For efficient map construction, we suggest to perform a systematic literature revision. The hierarchical organization of the map, actually reflects a suggested approach for literature curation. First, we recommend to use seminal review papers in the field and the major pathway databases (Supplementary Table S1), in order to define the boundaries and general contents of the map. The information on canonical pathways retrieved from these sources, reflects the consensus view of the field and can serve as basis for drawing the backbone structure of the map. Thus, further details on molecular mechanisms can be compiled from the most recent studies and added to the map. The good practice is to comply with the requirement of supporting every interaction included in the map by at least two independent investigations.

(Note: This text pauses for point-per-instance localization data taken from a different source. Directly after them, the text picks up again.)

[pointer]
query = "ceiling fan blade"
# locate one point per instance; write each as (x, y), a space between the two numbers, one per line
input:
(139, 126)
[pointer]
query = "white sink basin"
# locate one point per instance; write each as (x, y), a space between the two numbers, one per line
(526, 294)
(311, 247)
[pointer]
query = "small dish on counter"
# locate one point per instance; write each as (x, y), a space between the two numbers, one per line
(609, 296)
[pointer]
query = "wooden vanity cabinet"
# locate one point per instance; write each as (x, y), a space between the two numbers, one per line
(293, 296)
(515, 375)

In addition, the interpretation of scientific text and translation of written information into the correct and meaningful diagram is not always obvious. For consistency from text to diagram translation, we developed major rules for standardized interpretation of statements, see https://github.com/sysbio-curie/NaviCell. Figure 4 represents an example of scientific text translation into the PD diagram type.
Automatic data mining
The alternative approach to manual curation of scientific literature, is a wide range of automated or semi-automated text mining techniques (26). For example, the BioCreative initiative, an international community-wide effort for evaluating text mining and information extraction systems applied to the biological domain (http://www.biocreative.org). BioCreative gathers together multiple scientific teams and provides a list of text mining methods. In addition, it suggests common standards for text mining (27).
There are several automated text mining algorithms allowing to retrieve statements from scientific texts and to convert them into a meaningful graphical diagram. The advanced INDRA (Integrated Network and Dynamical Reasoning Assembler) approach allows building computational models directly from natural language using automated assembly of network (28). The HiPub approach translates PubMed and PMC texts to networks of knowledge (29). The ANDSystem: an Associative Network Discovery System for automated literature mining, distinguishes and reconstructs in a form of networks several types of interactions as genetic, protein, metabolic and so on. (30). Finally, the Information Hyperlinked over Proteins system, uses genes and proteins as hyperlinks between sentences and abstracts and converts the information from PubMed into one navigable resource for scientific literature investigation (31).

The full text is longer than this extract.